A Matter of Semantics: Data, Information and Knowledge
"Just for fun, what are we talking about?"
We often hear people say dismissive things about semantics such as "That's mere semantics" or "let's not get all tied up in semantics", but semantics is actually important. Semantics is what words mean, and if we don't all agree on what words mean, then it becomes very hard to have a meaningful discussion.
Since this blog is about a whole new area, that of the norms and behavior of person-like machines, about making personified systems trustworthy, it is particularly important to define our terms and speak clearly. This posting is the first in a series of short articles that I intend to create addressing the terms I am using in my work, their meanings and relationships.
Perhaps somewhat appropriately, the subject of this first article is words having to do with meaning and understanding, the words "data", "information", "knowledge", and "wisdom".
Data, Information, Knowledge (and Wisdom)
One of the reasons that trust is becoming a bigger issue is that computer and IT systems are climbing what's often called the "information hierarchy" and are dealing with data in more meaningful ways. There are a number of models of this hierarchy in information theory, often spoken of under the rubric of "DIKW", standing for Data, Information, Knowledge, and Wisdom. In general, here is what is meant by the terms:
Data refers to the simplest elements of information: symbols, facts, numerical values, or signals depending upon the context. We often speak of the "raw data", meaning the pixels coming out of a camera or scanner; the numeric data such as temperature, air pressure, and wind direction that come from various sensors; unprocessed audio from a microphone; and the like. In and of itself, data is of minimal use or meaning.
Information is where meaning begins. Information is inferred from data, and the relationships between different pieces of data. Information is data about something. Stepping outside the realm of computers and information for a moment, journalists turn facts into informative stories by asking the "who, what, where, when" questions. This is the primary distinction between data and information. A stream of X,Y mouse positions and clicks, or of signals from a microphone, key taps on a keyboard, become menu items selected, actions performed, words spoken or written. The data begins to be meaningful.
Knowledge, on the other hand, is where the meaning comes into its own. Knowledge deals with what the information is about. We see this distinction in systems like voice recognition or text auto-correcters. Dealing just with information, we can correlate certain patterns of sounds with specific phonemes or words, we can compare sequences of letters with words in a word list, or look at word pair frequencies to determine the most likely correct word. All of that is manipulating information. However if we know what the speaker is talking about, what the topic of a document is, then we have knowledge that will greatly improve our ability to choose the right transcription of the spoken word or to determine the correct word.
Wisdom is often cited as the next step in the hierarchy, as the point where judgement comes in. As such, it is of only marginal significance with regard to the behavior of current systems as opposed to people. Wisdom is certainly a thing that we would like autonomous systems to embody. Only when they get to this level will we truly be able to talk about systems that behave and decide ethically. For now, however, they will have to leave that to us.
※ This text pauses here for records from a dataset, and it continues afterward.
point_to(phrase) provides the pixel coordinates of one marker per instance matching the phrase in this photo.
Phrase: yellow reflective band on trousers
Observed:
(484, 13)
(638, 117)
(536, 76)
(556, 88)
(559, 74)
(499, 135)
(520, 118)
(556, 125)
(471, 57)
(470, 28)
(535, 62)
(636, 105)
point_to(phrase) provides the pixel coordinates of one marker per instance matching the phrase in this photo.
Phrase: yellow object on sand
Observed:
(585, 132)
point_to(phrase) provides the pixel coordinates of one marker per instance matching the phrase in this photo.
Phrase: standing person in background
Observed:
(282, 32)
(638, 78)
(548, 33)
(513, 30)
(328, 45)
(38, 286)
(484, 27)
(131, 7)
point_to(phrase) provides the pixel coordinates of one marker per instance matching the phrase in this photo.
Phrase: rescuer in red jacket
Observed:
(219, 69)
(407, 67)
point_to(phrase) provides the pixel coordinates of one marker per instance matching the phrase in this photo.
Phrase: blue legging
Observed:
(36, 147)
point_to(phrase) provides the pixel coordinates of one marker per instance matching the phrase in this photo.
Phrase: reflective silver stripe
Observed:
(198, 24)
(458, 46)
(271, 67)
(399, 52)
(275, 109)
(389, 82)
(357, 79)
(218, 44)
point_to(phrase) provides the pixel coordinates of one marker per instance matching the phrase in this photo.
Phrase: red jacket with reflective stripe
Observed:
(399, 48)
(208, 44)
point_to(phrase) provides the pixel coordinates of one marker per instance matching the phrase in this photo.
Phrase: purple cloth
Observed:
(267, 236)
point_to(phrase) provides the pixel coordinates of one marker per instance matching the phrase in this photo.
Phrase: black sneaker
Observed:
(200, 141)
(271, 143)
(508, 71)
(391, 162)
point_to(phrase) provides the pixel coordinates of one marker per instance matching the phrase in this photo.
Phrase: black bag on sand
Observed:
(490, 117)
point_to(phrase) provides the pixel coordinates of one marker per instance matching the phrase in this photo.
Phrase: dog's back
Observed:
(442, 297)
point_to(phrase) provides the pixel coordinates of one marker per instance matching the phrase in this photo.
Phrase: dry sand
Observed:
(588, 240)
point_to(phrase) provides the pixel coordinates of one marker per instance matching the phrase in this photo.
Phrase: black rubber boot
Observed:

In the context of autonomous and personified systems, information is valuable, but knowledge is the real power. As they accumulate not mere information about us, but knowledge, the stakes are raised on our privacy. Allow me to finish with a story from the news of the last few years.
The point of sales systems at Target collect all sorts of data each time someone buys an item from one of their stores. This becomes useful information when it is correlated with stock inventories and can allow them to manage those inventories. The data also becomes information about their customers, when sales are tagged with a customer ID. By analyzing patterns in the information that they have about their customers they can gain knowledge about their customers, such as which ones are behaving as if they were pregnant. They begin to know what the information means. This allows them to target promotions to have just the right content at just the right time, to capture new customers. It also leads, as the news reported, to a father being angered because Target knew that his daughter is pregnant before he did. Today, management at Target has the wisdom to merely increase the number of references to items of interest to new mothers in the customized catalogs mailed to expectant mothers rather than send them a catalog of nothing but new baby items.
This distinction and the spectrum from data to wisdom will feature prominently in all of the work reported on in this blog, and our understanding of them will, no doubt, be shaped by the discussions, research and understandings that we develop. It is, for instance, debatable whether existing Machine Learning and Deep Learning techniques truly represent actual knowledge and understanding or are just very elaborate manipulations of information. If a system does not understand something, but merely recognizes patterns and categories, but presents it to a human who immediately understands the full meaning and implications, do we call it mere information or the beginnings of true knowledge? We will see, and I would love to hear your thoughts on the matter.